At the ancient Temple of Hera, up to 30 priestesses or ‘Caryatids Kores’ will perform a series of rituals, calling on the sun god Apollo to ignite the Olympic flame using the rays of the sun and a parabolic mirror. The fire, which stays lit for the entirety of the Olympic Games period, symbolises purity and represents the values of the Olympics between nations. 

Olympic Flame Ancient Olympia

High Priestess Katerina Lehou channels the powers of Apollo as she lights the Olympic flame during the last Olympic lighting ceremony. Photograph: Why Athens

The short lighting ceremony at the Temple of Hera is conducted in front of television cameras and dignitaries before the flame moves to the public area of the site.
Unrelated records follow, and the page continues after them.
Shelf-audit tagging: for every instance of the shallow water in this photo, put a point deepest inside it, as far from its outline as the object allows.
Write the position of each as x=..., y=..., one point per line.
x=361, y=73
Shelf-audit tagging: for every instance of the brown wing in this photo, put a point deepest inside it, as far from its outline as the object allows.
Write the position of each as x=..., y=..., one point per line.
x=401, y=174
Here the crowds can expect to see a symbolic and poignant display of peace and hope as the priestesses are accompanied by the male ‘Kouroi’ in a ritual of dance and ceremony to celebrate the occasion lasting around an hour.
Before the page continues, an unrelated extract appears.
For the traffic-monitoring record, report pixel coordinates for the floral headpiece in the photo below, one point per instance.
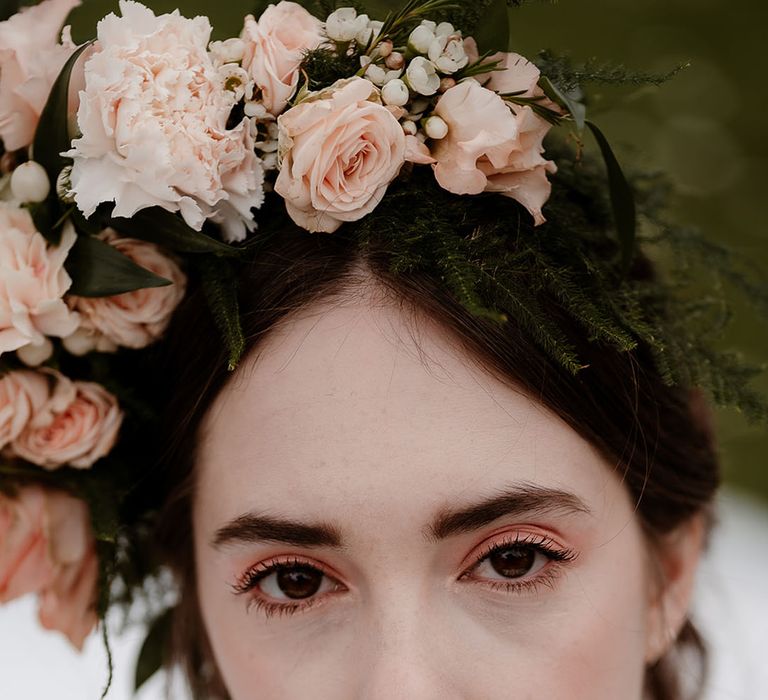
(153, 155)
Olympic Flame Ancient Olympia

The Kouroi and Priestesses performing at a previous ceremony. Photograph: Why Athens

Speeches are made by officials from the various Olympic committees and at the end of the ceremony, the flame is passed from this year’s high priestess, Ms Xanthi Georgiou onto the first torchbearer, Ms Anna Korakaki, Greek Olympian and 2016 Olympic Gold Medallist, who will launch the torch relay around Greece.

Olympic Flame Ancient Olympia

The handover of the flame from the high priestess to the first torchbearer will start the relay toward Tokyo. Photograph: Why Athens

The symbolic light will pass through more than 30 towns and cities around the country before descending onto Athens seven days later. There it will be handed over to host city Tokyo, in a ceremony at the Panathenaic Stadium, home of the first modern Olympic Games in 1896.

Olympic Flame Ancient Olympia

The first torchbearer from the 2016 Olympic Games was cheered on by thousands as he left Ancient Olympia. Photograph: Why Athens

Why Athens Tips:

All ages welcome and the event is free to attend with the normal price of admission to the archaeological site.

Public seating is on a sloping grassed area overlooking the ceremonial area.

Picnic blankets or cushions are suggested for comfort. Bring protection from the sun including hat, glasses and sunblock.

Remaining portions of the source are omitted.